For smart grids to develop and be accepted in energy sectors around the world, a number of high risk issues stand in the way of smart grid development. At a macro level these can be placed into three main categories.
1 - Interoperability and standards
Often, key components may not operate together, slowing projects at grid and home level. This could lead to parts of the grid not functioning properly as applications and processes fail to integrate.
For this reason, the National Institute of Standards and Technology (NIST) established the Smart Grid Interoperability Panel (SGIP) to support However the SGIP does not develop the standards but gives stakeholders, including NIST, the opportunity to interact.
This is one of the key failings as the success of the internet as a network is based on rigorous adherence to standards on a global level driven through the IEEE. Which is a body well placed to take on the Smart Grid and it is already doing so with its first smart grids standards see http://smartgrid.ieee.org/ieee-smart-grid
If interoperability is not addressed as critical mass is reached in 2 to 3 years parts of the gird will cease to function reliably as orphan applications and processed are unable to meet up.
Furthermore as grid interconnection increases, standard setting may become too complex for standalone bodies to determine.
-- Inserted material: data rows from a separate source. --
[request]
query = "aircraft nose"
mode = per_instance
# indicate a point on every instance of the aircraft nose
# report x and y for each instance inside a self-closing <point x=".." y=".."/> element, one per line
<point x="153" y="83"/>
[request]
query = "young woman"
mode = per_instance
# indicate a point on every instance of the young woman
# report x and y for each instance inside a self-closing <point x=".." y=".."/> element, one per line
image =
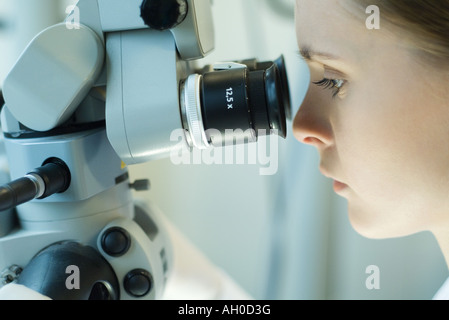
<point x="377" y="110"/>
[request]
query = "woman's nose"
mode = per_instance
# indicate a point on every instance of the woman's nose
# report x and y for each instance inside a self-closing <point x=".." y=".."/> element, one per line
<point x="311" y="124"/>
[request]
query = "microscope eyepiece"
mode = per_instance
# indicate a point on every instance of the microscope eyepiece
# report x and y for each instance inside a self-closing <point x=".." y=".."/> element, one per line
<point x="236" y="101"/>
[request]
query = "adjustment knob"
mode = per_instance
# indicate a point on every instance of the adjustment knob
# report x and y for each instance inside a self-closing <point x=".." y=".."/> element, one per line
<point x="163" y="14"/>
<point x="138" y="283"/>
<point x="116" y="241"/>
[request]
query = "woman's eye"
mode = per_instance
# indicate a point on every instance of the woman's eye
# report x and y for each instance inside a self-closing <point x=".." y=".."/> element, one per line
<point x="333" y="84"/>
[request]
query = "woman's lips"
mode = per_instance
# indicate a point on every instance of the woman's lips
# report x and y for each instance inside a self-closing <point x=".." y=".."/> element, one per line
<point x="339" y="186"/>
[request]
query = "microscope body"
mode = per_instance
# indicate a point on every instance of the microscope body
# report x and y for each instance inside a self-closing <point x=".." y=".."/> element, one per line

It would therefore be necessary to involve some computational dimension or Artificial Intelligence to it.
2 - ICT and data management capability
Today’s current Information and communications technology (ICT) and data management technology is struggling to process escalating data volumes, provided by the smart grid. Failure to fix this will not deliver the intelligence and benefits of a Samrt Grid
The smart grid is enabled, through the introduction of many sensors, to record a wide range of data types at a much higher frequency. For example, phasor measurements are likely to be generated at a rate that is 2-3000 times more frequent than now. Home energy readings may be increased by a similar multiple, increasing further as appliance data is introduced.
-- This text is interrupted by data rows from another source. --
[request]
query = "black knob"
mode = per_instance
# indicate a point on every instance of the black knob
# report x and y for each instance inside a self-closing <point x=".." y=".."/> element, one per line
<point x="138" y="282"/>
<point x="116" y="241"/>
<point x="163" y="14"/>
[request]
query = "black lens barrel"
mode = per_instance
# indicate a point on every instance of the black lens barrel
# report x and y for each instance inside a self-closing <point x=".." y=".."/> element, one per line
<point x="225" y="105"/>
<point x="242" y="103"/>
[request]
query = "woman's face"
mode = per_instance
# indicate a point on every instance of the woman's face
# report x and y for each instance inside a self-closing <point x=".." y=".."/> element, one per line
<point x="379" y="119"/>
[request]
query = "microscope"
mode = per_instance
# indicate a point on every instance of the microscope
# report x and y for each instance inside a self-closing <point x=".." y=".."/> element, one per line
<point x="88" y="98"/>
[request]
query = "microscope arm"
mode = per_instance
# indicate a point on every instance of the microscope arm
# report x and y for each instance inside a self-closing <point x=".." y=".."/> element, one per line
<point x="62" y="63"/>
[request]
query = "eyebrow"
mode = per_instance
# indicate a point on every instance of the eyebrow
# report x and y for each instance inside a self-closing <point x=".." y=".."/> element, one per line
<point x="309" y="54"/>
Real time decisions - Few systems are able to gather and process data from various sources timeously. This may affect the efficiency of data analysis and decision-making. This could pose a problem as many grid actions must be taken by automated systems in real-time.
Interference and inexact data - Smart grid operators must be able to separate “signal” from “noise”, thereby preventing the system from being overloaded by unnecessary data. When there are a number of components operating in close proximity that are communicating using a variety of wireless methods and communications standards, there may be an interference in signals. This could result in the disruption or corruption of data.
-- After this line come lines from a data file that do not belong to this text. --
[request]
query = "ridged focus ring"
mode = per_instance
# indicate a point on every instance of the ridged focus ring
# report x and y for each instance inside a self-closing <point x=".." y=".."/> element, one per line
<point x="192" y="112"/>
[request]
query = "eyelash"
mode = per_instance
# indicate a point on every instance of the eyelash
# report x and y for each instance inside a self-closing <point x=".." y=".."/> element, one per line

Inadequate optimization systems - There appears to be an inadequate understanding of all the systems and their functions, making up the smart grid. As a result, different systems or agents may focus only on individual system parts instead. This approach may not produce the best results across the entire smart grid and its components.
3 - Security
Without an efficient security system, cyber-terrorists can cause major damage to national infrastructure, thereby destroying public support for the smart grid. Despite numerous warnings from the security community, utilities continue to develop the grid in ways that may leave the system exposed to new risks. Sarb Sembhi, chair of the ISACA Security Advisor Group, points out that manufacturers use software that has not been developed with security in mind. He says that these manufacturers tend to believe that as security is not their expertise, security should be implemented at a network level rather than built into the product.
Once energy networks are handed over to ICT, they will become more susceptible to a variety of security threats such as:
- Macro-a terror group threatening to shut down power stations or parts of the national grid
- Micro/”mischievous”-viruses which are designed to switch off home appliances
- Commercial-stealing data on operational performance or harvesting data from thousands of individual users.
Strategic and external factors
In addition to the issues above there are further by and large external factors which also play against the smart grid. The key ones have been identified as:
Unclear business model
Without a clear business model, an uncertainty hangs over the future regulatory regime. There is also confusion as to who must pay for smart metering. This results in key decisions being shelved, sometimes indefinitely.
Unclear communication standards
Utilities are adopting a “wait and see” approach due to the lack of clarity over best communication standards. As a result, grid infrastructure investment has slowed.
Perceived data security
Consumers are reluctant to support smart grid deployment due to security concerns.
Pending regulatory response to core issues
Before expanding their business further, utilities wait for regulators to make decisions on core issues such as payment for smart meters and wholesale electric prices.
Lack of funds
Due to a shortage in federal funding, many projects in the US are seeing delays or are being abandoned altogether.
The transformation to the smarter grid is in full swing driven by powerful accelerators. Significant investments around the world are being made in smart meter implementation. However, many obstacles have yet to be resolved in order to avoid a growing uncertainty around the benefits that the smart grid has to offer. These may have a negative effect on the smart grid’s long term success if not dealt with in time and at a faster pace.